Le ciel a perdu son bleu. Il se fait cuivre, chargé de cendres et d’odeurs de résine brûlée. Le vent frappe les visages, chaud, lourd, comme un souffle venu d’un four. C’est dans cet enfer qu’arrivent parmi les premiers les 69 sapeurs-pompiers du Centre déjà dans le sud par prévention. 18 sont Loirétains dont le lieutenant-colonel Bruno Terré aux commandes de toute la colonne régionale. « Il est 16h44 le mardi 5 août, à cinq kilomètres à peine du point de départ de l’incendie. On nous positionne entre les communes de Tournissan et Saint-Laurent-de-la-Cabrerisse. La mission : défendre la D3. »
Sauvés par les Canadair
Les camions s’alignent de front et ouvrent les vannes. Mais, rien n’y fait, la bataille était perdue d’avance. « Ça devient rouge partout, d’abord à gauche puis à droite, témoigne Brahim Halis. Le feu avance très très vite (à 5 km/h, un homme au pas, ndlr). Jusqu’à nous passer au-dessus et nous encercler. La cabine où nous nous réfugions devient une étuve. On se soutient alors que la situation est intenable. Heureusement, les Canadair nous sortent de là avec leurs largages. » Brahim a beau compter 14 ans de volontariat chez les pompiers, jamais il n’a combattu un tel brasier. Émilie Boissonnet non plus. « Et pourtant, j’ai vu celui de la Teste-de-Buch en 2022. »
36 maisons brûlées
Le lieutenant-colonel Bruno Terré conduit ses hommes, et femmes, à Saint-Laurent-de-la-Cabrerisse. Ils arrachent les habitants à leur foyer, les protègent pour eux. Certains brûlent déjà, le feu en aura emporté 36, mais pas question d’en rester là. « Je leur ai accordé qu’une pause pour manger nos rations militaires, retrace le Loirétain. Une autre, très courte, pour prendre une douche méritée. Direction ensuite une crête à l’ouest à tenir pour protéger le village de Lagrasse en contrebas. Ce que nous avons réussi. »

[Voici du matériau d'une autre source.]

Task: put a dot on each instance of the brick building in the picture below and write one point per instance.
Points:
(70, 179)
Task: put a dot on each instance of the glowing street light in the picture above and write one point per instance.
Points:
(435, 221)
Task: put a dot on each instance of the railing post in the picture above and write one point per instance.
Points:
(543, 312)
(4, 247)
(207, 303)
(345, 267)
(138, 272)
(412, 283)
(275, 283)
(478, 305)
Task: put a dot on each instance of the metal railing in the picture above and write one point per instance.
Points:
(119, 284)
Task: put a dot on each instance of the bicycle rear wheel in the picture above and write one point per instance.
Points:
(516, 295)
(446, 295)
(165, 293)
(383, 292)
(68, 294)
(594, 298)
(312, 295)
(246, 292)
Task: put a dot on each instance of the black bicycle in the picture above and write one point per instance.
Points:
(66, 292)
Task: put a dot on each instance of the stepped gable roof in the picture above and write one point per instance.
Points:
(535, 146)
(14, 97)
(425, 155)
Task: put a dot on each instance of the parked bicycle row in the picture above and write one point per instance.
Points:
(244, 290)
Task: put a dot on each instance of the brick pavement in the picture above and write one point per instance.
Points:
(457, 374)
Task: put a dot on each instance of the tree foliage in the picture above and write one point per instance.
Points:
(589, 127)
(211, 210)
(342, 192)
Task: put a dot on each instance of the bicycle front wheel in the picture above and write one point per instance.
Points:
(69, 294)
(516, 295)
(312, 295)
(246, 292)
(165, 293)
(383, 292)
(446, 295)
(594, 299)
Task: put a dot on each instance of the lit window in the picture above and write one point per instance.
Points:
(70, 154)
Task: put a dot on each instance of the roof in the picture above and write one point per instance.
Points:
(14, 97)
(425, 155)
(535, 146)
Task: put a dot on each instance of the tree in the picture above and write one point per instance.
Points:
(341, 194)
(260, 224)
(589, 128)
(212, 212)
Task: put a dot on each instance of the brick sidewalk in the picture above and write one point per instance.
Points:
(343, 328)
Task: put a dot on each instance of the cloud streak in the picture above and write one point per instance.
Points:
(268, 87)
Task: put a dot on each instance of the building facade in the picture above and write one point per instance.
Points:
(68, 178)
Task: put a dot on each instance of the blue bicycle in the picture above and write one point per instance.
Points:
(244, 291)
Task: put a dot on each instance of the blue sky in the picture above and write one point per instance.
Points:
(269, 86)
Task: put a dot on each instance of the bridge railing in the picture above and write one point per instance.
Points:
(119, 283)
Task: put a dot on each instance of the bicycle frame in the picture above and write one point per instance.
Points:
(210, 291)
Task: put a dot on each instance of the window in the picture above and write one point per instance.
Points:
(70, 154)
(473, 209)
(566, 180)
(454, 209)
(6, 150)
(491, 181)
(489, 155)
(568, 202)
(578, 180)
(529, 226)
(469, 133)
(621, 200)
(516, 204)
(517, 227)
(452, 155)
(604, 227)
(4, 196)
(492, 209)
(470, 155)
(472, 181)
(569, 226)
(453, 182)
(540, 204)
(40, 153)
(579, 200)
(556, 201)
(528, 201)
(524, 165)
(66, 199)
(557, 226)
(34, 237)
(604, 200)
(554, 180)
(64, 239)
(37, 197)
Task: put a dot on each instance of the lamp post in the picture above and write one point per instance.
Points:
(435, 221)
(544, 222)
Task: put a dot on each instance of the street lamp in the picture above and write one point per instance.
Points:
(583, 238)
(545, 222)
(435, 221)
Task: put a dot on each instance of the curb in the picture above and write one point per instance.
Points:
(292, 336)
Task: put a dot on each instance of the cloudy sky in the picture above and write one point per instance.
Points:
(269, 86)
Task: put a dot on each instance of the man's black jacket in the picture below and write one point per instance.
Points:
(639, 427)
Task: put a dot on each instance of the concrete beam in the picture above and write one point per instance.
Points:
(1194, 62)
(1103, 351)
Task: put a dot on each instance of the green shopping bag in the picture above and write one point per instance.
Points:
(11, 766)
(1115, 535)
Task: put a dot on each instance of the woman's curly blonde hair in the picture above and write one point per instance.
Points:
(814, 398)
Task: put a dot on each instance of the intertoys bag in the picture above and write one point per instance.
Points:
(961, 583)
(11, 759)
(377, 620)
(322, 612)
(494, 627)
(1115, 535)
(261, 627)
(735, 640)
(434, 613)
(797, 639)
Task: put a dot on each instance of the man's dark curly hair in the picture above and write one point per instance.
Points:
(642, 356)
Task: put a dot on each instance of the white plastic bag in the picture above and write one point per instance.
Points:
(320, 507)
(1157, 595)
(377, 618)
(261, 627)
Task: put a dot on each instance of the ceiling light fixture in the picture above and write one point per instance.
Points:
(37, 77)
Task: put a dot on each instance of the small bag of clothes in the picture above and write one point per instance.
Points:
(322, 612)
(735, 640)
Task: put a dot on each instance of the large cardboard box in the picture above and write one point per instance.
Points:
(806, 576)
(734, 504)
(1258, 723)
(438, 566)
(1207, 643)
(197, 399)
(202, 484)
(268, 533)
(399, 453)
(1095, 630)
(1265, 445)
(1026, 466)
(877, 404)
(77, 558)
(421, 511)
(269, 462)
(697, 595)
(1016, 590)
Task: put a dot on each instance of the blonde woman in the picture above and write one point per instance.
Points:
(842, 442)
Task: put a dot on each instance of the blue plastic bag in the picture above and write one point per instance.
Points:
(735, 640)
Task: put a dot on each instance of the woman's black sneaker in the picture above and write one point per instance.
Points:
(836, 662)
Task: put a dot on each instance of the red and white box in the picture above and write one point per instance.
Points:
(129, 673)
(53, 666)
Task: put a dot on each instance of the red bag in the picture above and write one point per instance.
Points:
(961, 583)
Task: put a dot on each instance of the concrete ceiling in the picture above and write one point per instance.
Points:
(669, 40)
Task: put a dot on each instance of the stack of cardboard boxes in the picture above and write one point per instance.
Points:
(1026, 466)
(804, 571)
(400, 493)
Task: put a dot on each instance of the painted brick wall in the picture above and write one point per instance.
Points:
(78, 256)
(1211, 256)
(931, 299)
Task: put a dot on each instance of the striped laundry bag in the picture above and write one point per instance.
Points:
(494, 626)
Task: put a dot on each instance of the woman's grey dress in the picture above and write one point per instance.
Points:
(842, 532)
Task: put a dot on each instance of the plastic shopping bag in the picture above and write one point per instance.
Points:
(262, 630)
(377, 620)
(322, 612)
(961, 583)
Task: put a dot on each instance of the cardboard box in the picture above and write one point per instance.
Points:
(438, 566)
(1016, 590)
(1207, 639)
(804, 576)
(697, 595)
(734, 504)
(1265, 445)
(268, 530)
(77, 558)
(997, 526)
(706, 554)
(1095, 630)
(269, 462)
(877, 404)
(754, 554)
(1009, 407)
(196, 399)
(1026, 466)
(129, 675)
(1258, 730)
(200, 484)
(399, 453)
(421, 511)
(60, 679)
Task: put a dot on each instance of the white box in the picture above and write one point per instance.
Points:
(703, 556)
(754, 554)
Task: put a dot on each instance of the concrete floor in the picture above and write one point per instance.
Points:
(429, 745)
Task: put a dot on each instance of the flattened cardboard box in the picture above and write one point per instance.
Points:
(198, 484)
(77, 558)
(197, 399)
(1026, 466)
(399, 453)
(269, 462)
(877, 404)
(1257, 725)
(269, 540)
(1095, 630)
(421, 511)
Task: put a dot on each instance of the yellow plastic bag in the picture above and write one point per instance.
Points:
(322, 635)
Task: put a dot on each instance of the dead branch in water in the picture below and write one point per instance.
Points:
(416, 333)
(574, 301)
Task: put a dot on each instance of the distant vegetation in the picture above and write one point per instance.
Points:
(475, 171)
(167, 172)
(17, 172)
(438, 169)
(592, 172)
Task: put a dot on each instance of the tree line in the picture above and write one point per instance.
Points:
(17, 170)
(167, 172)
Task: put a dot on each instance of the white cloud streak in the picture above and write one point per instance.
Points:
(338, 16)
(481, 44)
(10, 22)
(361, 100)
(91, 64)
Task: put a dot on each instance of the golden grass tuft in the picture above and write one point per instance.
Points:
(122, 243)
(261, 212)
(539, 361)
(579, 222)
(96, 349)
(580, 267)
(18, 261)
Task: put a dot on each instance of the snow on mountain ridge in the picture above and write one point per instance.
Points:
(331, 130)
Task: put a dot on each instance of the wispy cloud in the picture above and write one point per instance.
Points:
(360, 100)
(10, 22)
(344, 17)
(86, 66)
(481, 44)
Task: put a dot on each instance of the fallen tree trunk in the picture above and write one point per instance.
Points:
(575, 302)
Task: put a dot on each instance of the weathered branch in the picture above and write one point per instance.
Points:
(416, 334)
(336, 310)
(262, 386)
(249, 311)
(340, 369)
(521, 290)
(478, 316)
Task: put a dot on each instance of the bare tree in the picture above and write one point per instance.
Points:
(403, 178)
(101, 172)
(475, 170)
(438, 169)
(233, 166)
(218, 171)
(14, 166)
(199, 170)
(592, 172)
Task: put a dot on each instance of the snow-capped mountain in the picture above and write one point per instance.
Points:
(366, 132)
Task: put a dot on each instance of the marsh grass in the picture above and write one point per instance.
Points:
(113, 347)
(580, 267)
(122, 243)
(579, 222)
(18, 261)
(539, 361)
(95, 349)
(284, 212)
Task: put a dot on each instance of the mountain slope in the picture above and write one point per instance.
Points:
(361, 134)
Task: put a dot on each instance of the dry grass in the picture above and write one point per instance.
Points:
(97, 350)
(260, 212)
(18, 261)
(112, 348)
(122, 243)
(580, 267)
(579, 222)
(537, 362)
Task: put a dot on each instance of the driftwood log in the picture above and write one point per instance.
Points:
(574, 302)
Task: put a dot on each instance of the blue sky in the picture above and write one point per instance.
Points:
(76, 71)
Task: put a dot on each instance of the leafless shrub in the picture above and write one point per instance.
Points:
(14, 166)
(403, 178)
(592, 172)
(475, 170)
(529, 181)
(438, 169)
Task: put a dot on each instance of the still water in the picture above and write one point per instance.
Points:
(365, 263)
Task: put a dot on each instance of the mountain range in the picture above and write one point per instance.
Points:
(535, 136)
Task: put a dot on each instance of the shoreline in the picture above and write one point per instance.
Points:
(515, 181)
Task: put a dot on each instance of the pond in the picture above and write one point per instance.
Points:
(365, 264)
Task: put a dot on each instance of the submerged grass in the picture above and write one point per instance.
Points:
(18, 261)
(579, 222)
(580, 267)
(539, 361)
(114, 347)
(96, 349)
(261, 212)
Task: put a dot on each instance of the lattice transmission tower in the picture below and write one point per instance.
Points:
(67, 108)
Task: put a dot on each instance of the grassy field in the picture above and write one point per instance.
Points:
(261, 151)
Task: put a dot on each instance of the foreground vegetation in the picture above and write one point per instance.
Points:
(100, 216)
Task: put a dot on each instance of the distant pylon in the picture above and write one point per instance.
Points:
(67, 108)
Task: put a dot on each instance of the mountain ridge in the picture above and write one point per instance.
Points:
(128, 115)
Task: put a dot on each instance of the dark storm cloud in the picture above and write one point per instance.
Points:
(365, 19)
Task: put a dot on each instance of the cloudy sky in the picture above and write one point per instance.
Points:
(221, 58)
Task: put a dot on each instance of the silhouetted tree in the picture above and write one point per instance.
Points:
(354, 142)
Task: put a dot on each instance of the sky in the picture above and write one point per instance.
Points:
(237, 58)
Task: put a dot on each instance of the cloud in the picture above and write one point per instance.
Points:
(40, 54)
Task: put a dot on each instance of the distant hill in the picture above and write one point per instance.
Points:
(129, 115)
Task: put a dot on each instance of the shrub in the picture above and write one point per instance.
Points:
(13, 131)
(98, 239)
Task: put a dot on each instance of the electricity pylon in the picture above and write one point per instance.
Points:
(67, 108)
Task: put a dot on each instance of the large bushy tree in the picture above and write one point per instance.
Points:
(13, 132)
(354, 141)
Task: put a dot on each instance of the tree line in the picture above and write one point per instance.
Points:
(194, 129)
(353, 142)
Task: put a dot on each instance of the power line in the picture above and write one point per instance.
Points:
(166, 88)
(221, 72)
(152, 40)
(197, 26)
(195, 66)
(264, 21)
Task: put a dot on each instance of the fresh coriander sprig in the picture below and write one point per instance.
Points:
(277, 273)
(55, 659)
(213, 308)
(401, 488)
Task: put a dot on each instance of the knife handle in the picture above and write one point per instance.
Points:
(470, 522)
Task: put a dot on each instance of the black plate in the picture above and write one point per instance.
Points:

Solidarité face à l'incendie
Du pire naît parfois le meilleur. Axel Bourgeois et Romain Dardonville se sont engagés pour servir. Solidarité rendue. « Les habitants du village nous apportaient des bouteilles, des cafés…racontent-ils. Toute la nuit, ils nous applaudissaient depuis le bord des routes. Les commerces restaient ouverts, comme ce bar, juste pour nous. Avant de partir, un restaurateur a même refusé nos cartes bancaires, il y en avait pour plus de 500 euros. »
Les 18 sapeurs-pompiers du Loiret sont finalement rentrés dans la nuit de jeudi à vendredi. Fatigués, mais relevés par une nouvelle colonne régionale partie d’Orléans la veille, ils laissent derrière eux 16 000 hectares de cendres et de silence. Devant : la certitude que l’été n’a pas dit son dernier mot.